Rebecca suddenly looked serious, and held Jack’s arm. “Aysha sent me a text yesterday about the Egyptian girl, Sahirah. Jeremy and I took her around when she came to England last year to study with Maria.” She pulled out her phone and showed Jack a photo taken in front of the lions in Trafalgar Square, with Rebecca on the left and beside her an attractive, well-dressed girl with a computer bag slung over her shoulder. Jack had never met Sahirah, and this was the first time he had seen a picture of her. He stared at the dark eyes and Egyptian features, imprinting them in his memory. It was like looking at the exquisitely lifelike portraits that Hiebermeyer had found painted on mummy coffins from the Hellenistic and Roman periods, images that gave sudden humanity to the distant past. Sahirah’s face was like a beacon of light in the darkness that was enveloping Egypt, a darkness that Jack knew would soon be streaked with fire and running with blood.
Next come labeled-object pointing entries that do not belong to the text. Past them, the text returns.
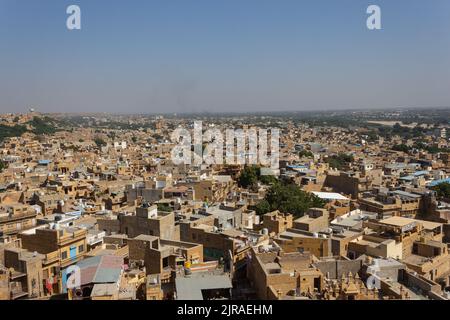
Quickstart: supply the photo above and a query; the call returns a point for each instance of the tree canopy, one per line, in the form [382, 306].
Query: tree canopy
[251, 175]
[288, 198]
[443, 190]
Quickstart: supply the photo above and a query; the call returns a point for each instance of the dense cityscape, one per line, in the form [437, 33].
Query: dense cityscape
[93, 207]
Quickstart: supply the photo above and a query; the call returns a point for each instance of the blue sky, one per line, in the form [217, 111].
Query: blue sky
[223, 55]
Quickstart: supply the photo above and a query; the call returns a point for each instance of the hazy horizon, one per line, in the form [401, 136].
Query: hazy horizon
[255, 56]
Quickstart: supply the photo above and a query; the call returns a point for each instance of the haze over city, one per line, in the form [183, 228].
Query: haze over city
[234, 56]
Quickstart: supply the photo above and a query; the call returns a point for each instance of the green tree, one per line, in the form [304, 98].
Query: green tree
[401, 147]
[248, 177]
[443, 190]
[339, 161]
[288, 198]
[164, 207]
[305, 153]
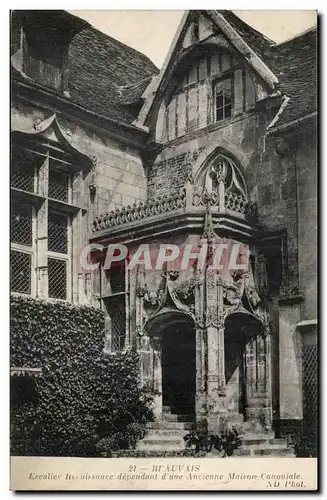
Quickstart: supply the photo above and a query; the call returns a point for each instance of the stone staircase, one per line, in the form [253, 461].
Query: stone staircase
[167, 436]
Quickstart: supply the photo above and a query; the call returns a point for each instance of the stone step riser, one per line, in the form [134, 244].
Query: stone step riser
[167, 432]
[260, 442]
[269, 452]
[158, 449]
[170, 425]
[163, 440]
[174, 417]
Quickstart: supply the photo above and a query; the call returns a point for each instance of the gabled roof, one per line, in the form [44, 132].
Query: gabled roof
[251, 44]
[107, 75]
[295, 64]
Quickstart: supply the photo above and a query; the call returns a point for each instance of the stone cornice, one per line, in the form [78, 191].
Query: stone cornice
[37, 94]
[168, 224]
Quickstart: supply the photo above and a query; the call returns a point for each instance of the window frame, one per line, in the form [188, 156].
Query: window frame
[66, 257]
[42, 204]
[228, 75]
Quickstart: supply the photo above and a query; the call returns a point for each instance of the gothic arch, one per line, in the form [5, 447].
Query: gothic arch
[220, 147]
[50, 130]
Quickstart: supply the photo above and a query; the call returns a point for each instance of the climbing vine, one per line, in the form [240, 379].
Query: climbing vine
[83, 394]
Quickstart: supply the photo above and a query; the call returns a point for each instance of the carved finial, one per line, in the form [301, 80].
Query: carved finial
[208, 230]
[37, 124]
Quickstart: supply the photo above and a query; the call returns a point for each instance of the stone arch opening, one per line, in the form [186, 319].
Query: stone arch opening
[179, 367]
[247, 369]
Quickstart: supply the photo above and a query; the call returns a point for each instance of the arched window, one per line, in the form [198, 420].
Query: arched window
[223, 169]
[222, 179]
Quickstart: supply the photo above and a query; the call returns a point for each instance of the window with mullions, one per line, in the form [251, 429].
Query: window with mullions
[223, 99]
[116, 310]
[57, 233]
[20, 272]
[40, 230]
[57, 278]
[23, 172]
[59, 185]
[21, 225]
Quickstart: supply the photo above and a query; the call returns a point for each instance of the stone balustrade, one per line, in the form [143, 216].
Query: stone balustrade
[188, 198]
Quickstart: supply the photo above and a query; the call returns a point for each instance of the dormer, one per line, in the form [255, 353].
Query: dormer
[40, 41]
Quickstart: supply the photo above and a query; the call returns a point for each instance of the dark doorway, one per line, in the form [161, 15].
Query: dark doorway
[179, 367]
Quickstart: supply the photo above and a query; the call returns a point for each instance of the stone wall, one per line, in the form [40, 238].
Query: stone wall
[306, 161]
[119, 175]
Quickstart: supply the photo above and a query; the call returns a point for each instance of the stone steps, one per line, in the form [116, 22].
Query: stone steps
[170, 425]
[176, 417]
[167, 435]
[265, 451]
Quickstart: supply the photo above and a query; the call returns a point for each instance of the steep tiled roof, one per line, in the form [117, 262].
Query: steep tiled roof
[295, 64]
[130, 94]
[256, 40]
[106, 75]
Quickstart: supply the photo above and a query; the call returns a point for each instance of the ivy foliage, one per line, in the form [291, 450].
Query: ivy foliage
[83, 394]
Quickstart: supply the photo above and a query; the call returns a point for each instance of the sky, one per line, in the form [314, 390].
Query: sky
[151, 31]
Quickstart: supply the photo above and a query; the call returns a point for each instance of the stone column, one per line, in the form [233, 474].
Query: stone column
[200, 341]
[157, 376]
[200, 397]
[257, 363]
[42, 234]
[269, 413]
[216, 352]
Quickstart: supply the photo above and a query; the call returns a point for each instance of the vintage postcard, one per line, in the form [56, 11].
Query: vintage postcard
[163, 250]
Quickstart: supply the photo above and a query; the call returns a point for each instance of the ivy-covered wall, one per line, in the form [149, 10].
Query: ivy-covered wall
[82, 394]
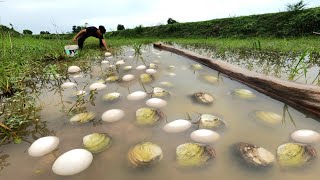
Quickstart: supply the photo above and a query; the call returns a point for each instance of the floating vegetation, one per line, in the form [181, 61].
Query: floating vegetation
[177, 126]
[96, 142]
[145, 154]
[72, 162]
[74, 69]
[113, 115]
[204, 136]
[193, 154]
[208, 121]
[159, 92]
[112, 79]
[83, 117]
[111, 96]
[295, 155]
[97, 86]
[137, 95]
[68, 85]
[244, 93]
[305, 136]
[146, 78]
[156, 103]
[148, 116]
[43, 146]
[203, 98]
[268, 118]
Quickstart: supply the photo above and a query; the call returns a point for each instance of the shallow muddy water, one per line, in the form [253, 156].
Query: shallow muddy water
[238, 114]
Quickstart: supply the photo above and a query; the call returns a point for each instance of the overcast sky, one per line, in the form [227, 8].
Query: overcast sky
[60, 15]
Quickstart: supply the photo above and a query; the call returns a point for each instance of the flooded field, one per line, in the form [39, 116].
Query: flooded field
[181, 77]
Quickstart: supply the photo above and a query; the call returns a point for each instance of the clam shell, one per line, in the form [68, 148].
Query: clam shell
[138, 95]
[156, 103]
[194, 154]
[295, 155]
[255, 156]
[97, 86]
[112, 79]
[159, 92]
[96, 142]
[147, 116]
[128, 77]
[83, 117]
[141, 67]
[112, 115]
[68, 85]
[203, 98]
[244, 93]
[72, 162]
[111, 96]
[177, 126]
[269, 118]
[151, 71]
[127, 68]
[146, 78]
[305, 136]
[204, 136]
[208, 121]
[43, 146]
[145, 154]
[74, 69]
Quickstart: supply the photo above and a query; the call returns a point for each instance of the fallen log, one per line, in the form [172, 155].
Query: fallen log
[303, 97]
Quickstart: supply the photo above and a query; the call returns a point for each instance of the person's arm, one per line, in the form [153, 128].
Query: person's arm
[104, 43]
[79, 34]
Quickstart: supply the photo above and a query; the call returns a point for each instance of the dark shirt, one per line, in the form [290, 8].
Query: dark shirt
[92, 31]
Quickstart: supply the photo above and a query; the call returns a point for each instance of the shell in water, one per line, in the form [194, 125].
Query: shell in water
[97, 86]
[295, 155]
[196, 67]
[210, 79]
[128, 77]
[146, 78]
[112, 79]
[141, 67]
[111, 96]
[268, 118]
[120, 62]
[127, 68]
[306, 136]
[68, 85]
[83, 117]
[107, 54]
[203, 98]
[147, 116]
[177, 126]
[152, 66]
[74, 69]
[156, 103]
[204, 136]
[112, 115]
[254, 156]
[159, 92]
[244, 93]
[43, 146]
[208, 121]
[194, 154]
[72, 162]
[151, 71]
[96, 142]
[145, 154]
[138, 95]
[166, 84]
Rebecca put away the phone. “You will get her out, won’t you, Dad?”

Jack looked at her, silent for a moment. He thought of Sahirah’s parents, of her father, of the anguish they must be going through, seeing their daughter trapped in a tide of history that must seem to them unstoppable. He gave Rebecca a steely look. “That’s really why I’m going back to Egypt. And Aysha is doing everything she can.”

He gave her a quick embrace and shook hands with Jeremy. “My advice is that you photograph every square inch of this place and leave as soon as you can. If I don’t see Danny on the way out, give him my warmest regards and an invitation to IMU to discuss the future of your find. He’ll know that if word of this discovery under the mosque leaks out, the extremists of both sides will be at each other’s throats. It sounds as if he’ll be able to wrap things up for you here. David’s men will be waiting outside the Western Wall to take you away to a safe house, and after that you’ll be put on a flight out of Tel Aviv back to London. Under no circumstances should you make contact with Abdullah the antiquities dealer or his men, who will also be somewhere outside waiting to induce you back into his lair. As far as they know, we’ve just been visiting the Israeli excavation.”

“Don’t worry, Dad. I’m on it.” Rebecca took out her DSLR camera, set the controls, and began photographing. Meanwhile Jeremy knelt down and began sketching the inscription. Jack started to make his way out through the tunnel, but then thought for a moment and turned back. “And Rebecca.”

She glanced back at him, camera poised over the altar. “What is it?”